Friday, December 01, 2006

CHEERS

That's always sound advice. But how come it always seems to come from somebody who doesn't have a reason to need to be cheered up?

It generally seems to be some clown sitting there having a good day while you stuck with your head up your butt. Oh yeah, don't you just love with that happens?

No, I don't like it either. Encouraging is not the word I would use to describe how such people make me feel. That kind of encouragement is to me more like a person boasting.

Very subtly what they are implying is that if you weren't such a dufus you wouldn't have that problem. Only they are smiling and claiming they are just trying to make you feel better.

Personally, I never feel better after they do that personally. I always end up feeling mad. Of course I have my own ideas on how to deal with such forms of cheering up.

And the good news some of them are most of the time legal. Well, as far as I know they are generally regarded as legal.

But in order to avoid the possibility of saying something I might get into trouble for, I think I will just mention that the prime goal in such situations is to end up being cheered up. Now in the accomplishment of that goal if you happen to have to make the other person feel like crap, that is a good thing. I just regard that as a perk.

The simplest way to achieve this from my point of view is to be sure I divert attention from my misery by recalling some time when that person was totally humiliated and miserable. Oh yeah, how sweet it is!

It can be tricky though if you don't happen to know of some situation where the person blew it big time. Then you sort of need to probe around with some small talk tell you get them comfortable enough to spill their guts.

Which I generally start by getting the person to talk about themselves. Most people think you are asking because you care or are genuinely interested.

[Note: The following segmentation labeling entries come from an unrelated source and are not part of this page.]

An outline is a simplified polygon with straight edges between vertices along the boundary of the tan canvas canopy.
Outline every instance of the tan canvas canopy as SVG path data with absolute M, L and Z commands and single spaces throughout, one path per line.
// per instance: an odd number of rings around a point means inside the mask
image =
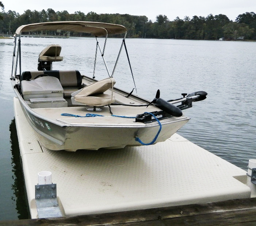
M 18 28 L 15 33 L 19 35 L 22 32 L 58 29 L 89 33 L 98 36 L 107 33 L 122 34 L 127 31 L 125 27 L 118 24 L 97 22 L 57 21 L 22 25 Z

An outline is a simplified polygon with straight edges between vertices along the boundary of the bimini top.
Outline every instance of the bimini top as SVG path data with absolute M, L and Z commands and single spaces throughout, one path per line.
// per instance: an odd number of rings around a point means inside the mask
M 98 36 L 107 34 L 122 34 L 127 31 L 125 27 L 118 24 L 84 21 L 56 21 L 22 25 L 17 28 L 15 34 L 19 35 L 22 32 L 58 29 L 89 33 Z

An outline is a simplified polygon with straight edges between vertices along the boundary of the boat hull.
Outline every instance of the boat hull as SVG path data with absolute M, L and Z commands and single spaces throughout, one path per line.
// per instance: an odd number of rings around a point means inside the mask
M 159 129 L 156 122 L 147 124 L 139 123 L 137 125 L 79 123 L 69 125 L 42 117 L 31 109 L 21 97 L 19 100 L 28 121 L 37 134 L 41 144 L 51 150 L 75 151 L 79 149 L 97 150 L 138 146 L 141 144 L 135 140 L 136 136 L 144 143 L 148 143 L 153 140 Z M 155 143 L 165 140 L 189 119 L 183 116 L 161 121 L 162 129 Z

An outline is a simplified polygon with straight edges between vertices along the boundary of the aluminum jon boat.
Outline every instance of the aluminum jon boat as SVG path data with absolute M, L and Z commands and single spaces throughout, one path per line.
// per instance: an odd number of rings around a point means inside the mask
M 63 60 L 60 55 L 61 47 L 56 44 L 48 46 L 39 53 L 38 70 L 22 71 L 22 32 L 60 29 L 95 36 L 97 47 L 92 78 L 81 75 L 78 68 L 53 70 L 52 62 Z M 183 115 L 182 110 L 192 107 L 192 102 L 206 98 L 206 92 L 199 91 L 166 101 L 160 98 L 158 90 L 150 102 L 132 91 L 116 88 L 113 75 L 124 46 L 133 78 L 125 42 L 127 31 L 121 25 L 73 21 L 33 24 L 17 29 L 10 79 L 41 146 L 51 150 L 75 151 L 164 141 L 190 119 Z M 110 73 L 104 56 L 107 39 L 109 34 L 122 34 L 124 37 L 121 48 Z M 97 39 L 100 36 L 105 37 L 102 50 Z M 95 78 L 98 49 L 106 69 L 106 78 L 100 81 Z M 116 79 L 118 83 L 118 78 Z M 135 87 L 135 82 L 134 85 Z M 180 105 L 175 105 L 177 103 Z

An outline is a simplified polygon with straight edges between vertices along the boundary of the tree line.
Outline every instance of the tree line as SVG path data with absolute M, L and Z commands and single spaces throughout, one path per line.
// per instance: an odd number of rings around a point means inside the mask
M 194 16 L 184 19 L 177 17 L 169 21 L 165 15 L 159 15 L 156 21 L 148 20 L 145 16 L 133 16 L 119 13 L 98 14 L 91 12 L 85 14 L 80 11 L 69 14 L 64 10 L 55 12 L 51 8 L 41 11 L 27 9 L 20 15 L 15 11 L 5 12 L 0 1 L 0 35 L 13 34 L 19 26 L 34 23 L 61 21 L 93 21 L 121 24 L 128 29 L 127 37 L 147 38 L 185 39 L 256 40 L 256 14 L 253 12 L 239 15 L 235 21 L 225 15 L 210 14 L 206 17 Z M 49 34 L 53 34 L 49 32 Z M 71 32 L 70 36 L 80 36 L 83 34 Z

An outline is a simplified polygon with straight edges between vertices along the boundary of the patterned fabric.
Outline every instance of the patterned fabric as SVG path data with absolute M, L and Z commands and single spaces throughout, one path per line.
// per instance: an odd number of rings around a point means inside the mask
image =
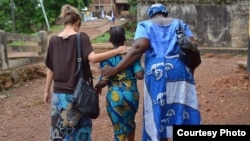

I just use it as a means to catch them off guard and get some information about them. Then once they have confessed the moment I just pushed the conversation farther along that road.

Before you know it, the smile has left their face and they look miserable. Oh it is to savor as a precious moment.

After that I get to take my turn at cheering them up. If I work it right, they left and want to go crawl in some hole and I get to sit and feel so darn cheered up. Ah, those are the moments to cherish the most.